We had another day today where we are getting a sense that Apple's (AAPL) having a very Merry Christmas. There are stories abounding that there are long lead times, that there are issues with availability that would indicate that business is very strong. That's exceptional and a sign that this stock, which has been stuck in the mud, is now breaking out. Everything, every part in any Apple product, soared today including Qualcomm (QCOM) and Skyworks Solutions (SWKS) . Those stocks just have legs beyond what people ever expected.
If you want some data about how persuasive the thesis might be just consider some data given to us last week from Slack (WORK) , the possible subject of a takeover bid from Salesforce (CRM) . "In a normal post-Covid 19 environment, CIOs expect 38% of employees to work from home routinely up 18% pre crisis with 94% expecting work from home to remain a durable trend." Pre-Covid, Slack tells us, only 17% of CIOs had more than 20% of employees working from home, while 75% expect to have more than 20% work from home POST Covid-19.
How about people who think that perhaps the so-called Zoom slowdown might signal a slowdown in the economy?
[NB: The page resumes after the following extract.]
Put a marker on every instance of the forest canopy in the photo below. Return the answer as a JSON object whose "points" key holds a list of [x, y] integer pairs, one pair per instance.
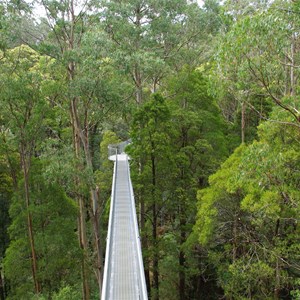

I am not buying it. The rails keep hitting new highs. They don't lie. They are a sign of more commerce. The car companies don't lie. Last night we got a jolt from Carvana (CVNA) about how strong the used car business is. Freeport (FCX) , our largest copper producer, has a stock with about the best chart in the book. This morning Alcoa (AA) , our biggest aluminum company, said demand is getting stronger. Nucor (NUE) , our nation's largest steel maker, got a stock that's suddenly roaring. WestRock (WRK) , the commodity cardboard company, is just two bucks from its high. All the chemical stocks have had phenomenal runs.
Finally Airbnb, a natural pandemic investment, is coming public, raising $35 billion in the process. When no one traveled during the lockdown business suffered, but now we have a pandemic thesis that's blowing the doors off. Now that people travel they would rather go to someone's house, and stay away from a lobby or an elevator or a room cleaned by someone who might be infected. Far better to just rent an Airbnb and bring your own wipes.
It's pretty clear, also, that we could get something from Congress and Treasury that will tide people over until we get a vaccine. We know that President-elect Biden made that clear over and over again today when he named his economic team.
So now let's circle back to Zoom and what its decline means. In a vicious negative market like we have been used to when we got bad stock news, Zoom could have taken everything down. But because we are in a bull market we were able to distance ourselves from the decline and accept an alternative thesis that was far more positive buttressed by multiple data points.
The fact is that business in whole areas of the economy remain very strong despite what you heard this morning. A good market is one that can shake off negative news. A great market is one that can ignore it entirely.